Watts = Volts x Amps
Faraday states that it takes X amps to breakdown the bonds of water.
he doesn't state what voltage you use. i bet i can get crap loads more gas out of 10amps at 2kv then i can out of 10amps at 12v. same ampere different voltage.

So no unless you go back and look at how many volts he used in his calculations you or anyone else quoting his work is wasting their and everyone elses time. If you find the voltage then that can in turn be converted into Watts, this is a calculation that can be used by everyone... so off you go convert your little calculation or stick to your "amps = Gas" notation....

[newbie123]

i bet i can get crap loads more gas out of 10amps at 2kv then i can out of 10amps at 12v. same ampere different voltage.

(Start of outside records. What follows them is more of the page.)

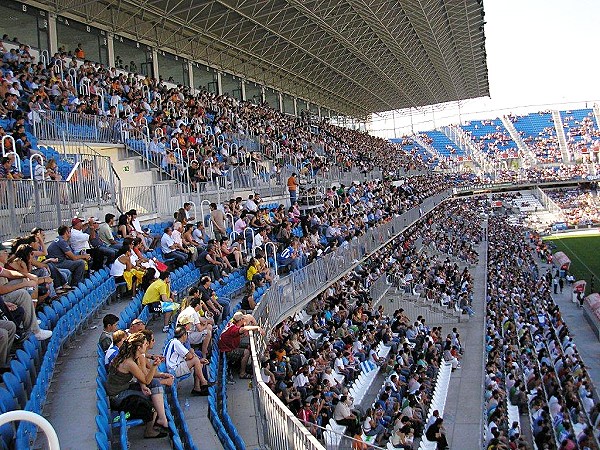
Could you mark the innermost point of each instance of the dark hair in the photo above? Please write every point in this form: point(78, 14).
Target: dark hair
point(164, 275)
point(109, 319)
point(148, 278)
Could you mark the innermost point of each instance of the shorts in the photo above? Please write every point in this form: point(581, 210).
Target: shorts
point(196, 337)
point(182, 369)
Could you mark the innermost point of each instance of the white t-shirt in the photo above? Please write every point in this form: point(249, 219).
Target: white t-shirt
point(166, 242)
point(175, 354)
point(191, 314)
point(79, 240)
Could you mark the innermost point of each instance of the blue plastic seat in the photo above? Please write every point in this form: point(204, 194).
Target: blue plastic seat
point(20, 371)
point(102, 441)
point(15, 387)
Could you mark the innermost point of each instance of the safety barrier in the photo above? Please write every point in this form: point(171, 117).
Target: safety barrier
point(290, 294)
point(75, 127)
point(25, 204)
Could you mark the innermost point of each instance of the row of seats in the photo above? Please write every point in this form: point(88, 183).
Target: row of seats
point(31, 373)
point(333, 431)
point(438, 401)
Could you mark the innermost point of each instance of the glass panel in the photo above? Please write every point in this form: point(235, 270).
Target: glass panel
point(205, 78)
point(232, 85)
point(288, 104)
point(170, 68)
point(272, 98)
point(19, 24)
point(132, 56)
point(253, 92)
point(79, 40)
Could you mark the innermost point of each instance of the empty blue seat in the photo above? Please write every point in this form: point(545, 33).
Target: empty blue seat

Wrong....    If you ran a cell at 2kv 10amps,  you'd  probably get crap loads more heat and steam (w/ a very low production efficiency), but the hydroxy gas would be the same as 12V 10A..

So no unless you go back and look at how many volts he used in his calculations you or anyone else quoting his work is wasting their and everyone elses time. If you find the voltage then that can in turn be converted into Watts, this is a calculation that can be used by everyone... so off you go convert your little calculation or stick to your "amps = Gas" notation....

Again, Faraday efficiency has NOTHING to do with volts or even energy, his "volts" are totally irrelevant!